One of the features of the most exciting and innovative Spanish American literature is that it seeks to speak directly through and with popular culture. This course has as its focus precisely this relationship. Topics that may be covered include the ties between witchcraft and sexuality, literary appropriations of different musical genres (son, tango, nueva Canción or salsa), and testimonial literature and legends. Special attention also may be paid to the cultures created by the three major revolutions from the region; Mexico (1910), Cuba (1959) and Nicaragua (1979). Writers and artists may include Rubén Blades, Ana Castillo, Sandra Cisneros, Rosario Ferré, Juan Gelman, Nicolás Guillén, Pedro Lemebel, Carlos Monsiváis, Elena Poniatowska and Silvio Rodríguez. Selected films, compact discs and multimedia will be part of class materials. The course is recommended for Spanish and international studies majors. Prerequisite: SPAN 324 or above or permission of instructor. Normally offered every three years.

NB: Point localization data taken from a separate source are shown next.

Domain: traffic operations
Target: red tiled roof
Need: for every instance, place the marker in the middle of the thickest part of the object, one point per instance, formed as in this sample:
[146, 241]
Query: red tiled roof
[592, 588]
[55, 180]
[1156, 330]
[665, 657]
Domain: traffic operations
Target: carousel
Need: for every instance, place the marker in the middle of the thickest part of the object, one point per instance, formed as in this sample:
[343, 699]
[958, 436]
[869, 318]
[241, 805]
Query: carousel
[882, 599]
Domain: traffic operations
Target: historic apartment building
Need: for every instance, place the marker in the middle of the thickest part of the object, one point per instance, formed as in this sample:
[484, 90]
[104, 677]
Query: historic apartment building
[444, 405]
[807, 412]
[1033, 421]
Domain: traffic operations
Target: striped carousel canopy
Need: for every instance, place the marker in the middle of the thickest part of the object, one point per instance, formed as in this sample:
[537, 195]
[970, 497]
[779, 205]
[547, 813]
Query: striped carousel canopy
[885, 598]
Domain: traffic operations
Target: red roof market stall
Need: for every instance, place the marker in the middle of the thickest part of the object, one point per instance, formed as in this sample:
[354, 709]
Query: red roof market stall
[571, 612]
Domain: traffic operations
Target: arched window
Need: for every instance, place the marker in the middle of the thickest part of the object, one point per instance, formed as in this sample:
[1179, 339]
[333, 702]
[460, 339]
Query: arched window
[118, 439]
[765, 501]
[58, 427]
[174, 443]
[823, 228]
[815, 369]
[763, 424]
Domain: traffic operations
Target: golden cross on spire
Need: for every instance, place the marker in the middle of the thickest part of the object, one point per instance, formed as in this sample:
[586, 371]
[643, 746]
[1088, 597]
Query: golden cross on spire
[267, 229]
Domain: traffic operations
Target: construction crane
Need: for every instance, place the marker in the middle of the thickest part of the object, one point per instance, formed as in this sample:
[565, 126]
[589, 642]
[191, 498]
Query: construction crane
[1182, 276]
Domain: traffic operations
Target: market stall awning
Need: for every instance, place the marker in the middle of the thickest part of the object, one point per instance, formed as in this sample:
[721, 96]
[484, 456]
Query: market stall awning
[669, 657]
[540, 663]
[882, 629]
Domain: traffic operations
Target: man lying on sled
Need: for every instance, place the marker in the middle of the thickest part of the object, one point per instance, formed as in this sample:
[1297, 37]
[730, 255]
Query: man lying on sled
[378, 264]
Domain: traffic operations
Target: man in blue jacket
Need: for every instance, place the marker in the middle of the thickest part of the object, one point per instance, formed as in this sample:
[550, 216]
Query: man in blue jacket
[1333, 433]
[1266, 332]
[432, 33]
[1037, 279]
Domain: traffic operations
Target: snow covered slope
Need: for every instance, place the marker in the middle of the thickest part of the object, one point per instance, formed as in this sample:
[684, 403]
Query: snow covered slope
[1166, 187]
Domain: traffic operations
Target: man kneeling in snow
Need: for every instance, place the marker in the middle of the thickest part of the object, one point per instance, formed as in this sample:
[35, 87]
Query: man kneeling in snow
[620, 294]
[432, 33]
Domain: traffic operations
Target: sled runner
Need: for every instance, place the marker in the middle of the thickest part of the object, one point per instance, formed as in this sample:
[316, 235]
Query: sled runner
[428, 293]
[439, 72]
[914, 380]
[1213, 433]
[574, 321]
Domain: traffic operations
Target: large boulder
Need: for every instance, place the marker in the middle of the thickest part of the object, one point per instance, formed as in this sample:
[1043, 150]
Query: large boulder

Chicana/o culture produced in the U.S. is a vast field often underrepresented in undergraduate curricula. Even so, Chicana/os' contributions to literature, visual and public art, music, film, cultural theory and political activism are among the richest in this nation. This absence is symptomatic of a larger societal reality, namely, a history of cultural and economic oppression, which results in a silencing of this "other" America. This course is an introduction to Chicana/o cultural studies through an examination of Chicana/o history, art, literature, film, music and cultural theory as sites of opposition to sexist, racist, classist, and homophobic ideologies. A primary goal of the course is to expose students to Chicana/os' identities and critiques, from the Mexican American civil rights movements to the present. Chicana/os' debates about immigration, custodial labor, border issues, feminism, race issues, human rights, the environment, queer studies, spirituality and the occult will be seminal to our discussion. The Mesoamerican concept of nepantla, a Nahuatl word referring to "the land in the middle," will serve as an anchor since it is fundamental to the notion of "crossing borders" that is at the root of Chicana/o cultural theory and practice. Border crossing, which emerges from the state of being in nepantla, represents Chicana/os' alternative epistemological approach to dominant ideologies. Readings and class discussion will be in English. Students may choose to read and write in Spanish when primary and secondary sources are available. This course will offer students valuable opportunities to learn through civic engagement and to link key issues from class discussion and readings to their community activities. This course fulfills .5 units of the core course requirement for the Latina/o Studies Concentration. It also will count toward the majors in American studies, international studies, women's and gender studies, religious studies and Spanish area studies.